The temporality of love in schizophrenia and melancholia

The most characteristic feature of schizophrenic time is a certain degree of "atemporality". The past is never really overcome, because they remain in the symbiotic relationship with the mother seen in the first year of a baby's life. Moreover, their delusions persevere both in the content and in the form, which makes them in a certain way immune to the passing of time. As for the future, we observe a lack of purpose and almost an absence of the phenomenon of "anticipation", the very "motor" of human life. Finally, the schizophrenic patients show great difficulty to carry out (in the present) the tasks corresponding to their intellectual and socio-cultural level; hence, the frequent failures of gifted youth in their studies and of adults in work. The symptom of apathy is merely another form of disturbance of the relationship with the present. This "atemporality" has nothing to do with the "intemporality" of love. The schizophrenic is outside of time, while lovers have overcome it. The schizophrenic becomes detached from that time that passes, which is what allows action. The lovers, instead, go on acting and creating, but they are indeed able to overcome, through love, the sad and painful nature of time: the fact that so many things that one would like to retain are destroyed and inexorably pass. This eternity of love is what brings the lovers to live often in a state of ecstasy. Nothing of that shows the "atemporality" of the schizophrenics, who rather tend to live in a constant disappointment, pursued by a sort of primary anxiety.

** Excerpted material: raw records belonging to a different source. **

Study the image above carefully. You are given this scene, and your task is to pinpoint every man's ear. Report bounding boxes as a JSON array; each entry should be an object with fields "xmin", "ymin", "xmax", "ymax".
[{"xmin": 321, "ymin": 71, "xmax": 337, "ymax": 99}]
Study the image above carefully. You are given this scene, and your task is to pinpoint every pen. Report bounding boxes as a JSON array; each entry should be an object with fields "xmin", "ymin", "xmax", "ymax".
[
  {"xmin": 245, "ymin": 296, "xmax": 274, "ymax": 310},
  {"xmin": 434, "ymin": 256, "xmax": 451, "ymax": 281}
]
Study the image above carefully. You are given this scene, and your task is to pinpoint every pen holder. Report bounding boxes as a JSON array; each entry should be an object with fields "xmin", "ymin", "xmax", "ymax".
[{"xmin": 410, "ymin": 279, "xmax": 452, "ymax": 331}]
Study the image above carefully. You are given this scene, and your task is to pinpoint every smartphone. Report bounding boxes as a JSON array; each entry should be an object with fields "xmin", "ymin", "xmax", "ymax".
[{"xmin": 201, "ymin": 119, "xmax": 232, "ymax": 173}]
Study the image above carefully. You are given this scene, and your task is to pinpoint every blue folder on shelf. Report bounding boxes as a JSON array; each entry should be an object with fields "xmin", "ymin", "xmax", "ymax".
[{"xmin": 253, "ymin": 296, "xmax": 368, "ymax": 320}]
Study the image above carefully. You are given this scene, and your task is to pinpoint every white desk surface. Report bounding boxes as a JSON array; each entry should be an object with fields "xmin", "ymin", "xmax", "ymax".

In depression time passes slower, and in extreme cases such as stupor, stops. The patient has difficulties in thinking, concentrating and making decisions; his/her movements are slow, he/she takes long answering and his/her words are heard without force. Now it is not, obviously, chronological time that stops, but the immanent time associated with life, time as maturation and growing. But as occurred with spatiality, in the previous personality of depressive patients the alteration of temporality is already noticed in that rigid way of carrying out acts, in the constant attempt to plan the future and prevent fate and in the inability to tolerate separations. And thus, the depressed patient cannot, when loving, transcend together with the beloved the space of dimensions and the time of hours. And this explains why each loss pushes him/her deeper into the abyss and that later less important situations can be enough to trigger the depressive process. Compared to the temporality of the depressed patient, the time of love appears to us in all its luminosity: eternity lightning past, present and future, fertility in all that richness that can emerge in the encounter, maturation and personal growth as envisioned by Plato.

Palavras-chave : Love; phenomenology; psychopathology; schizophrenia; depression.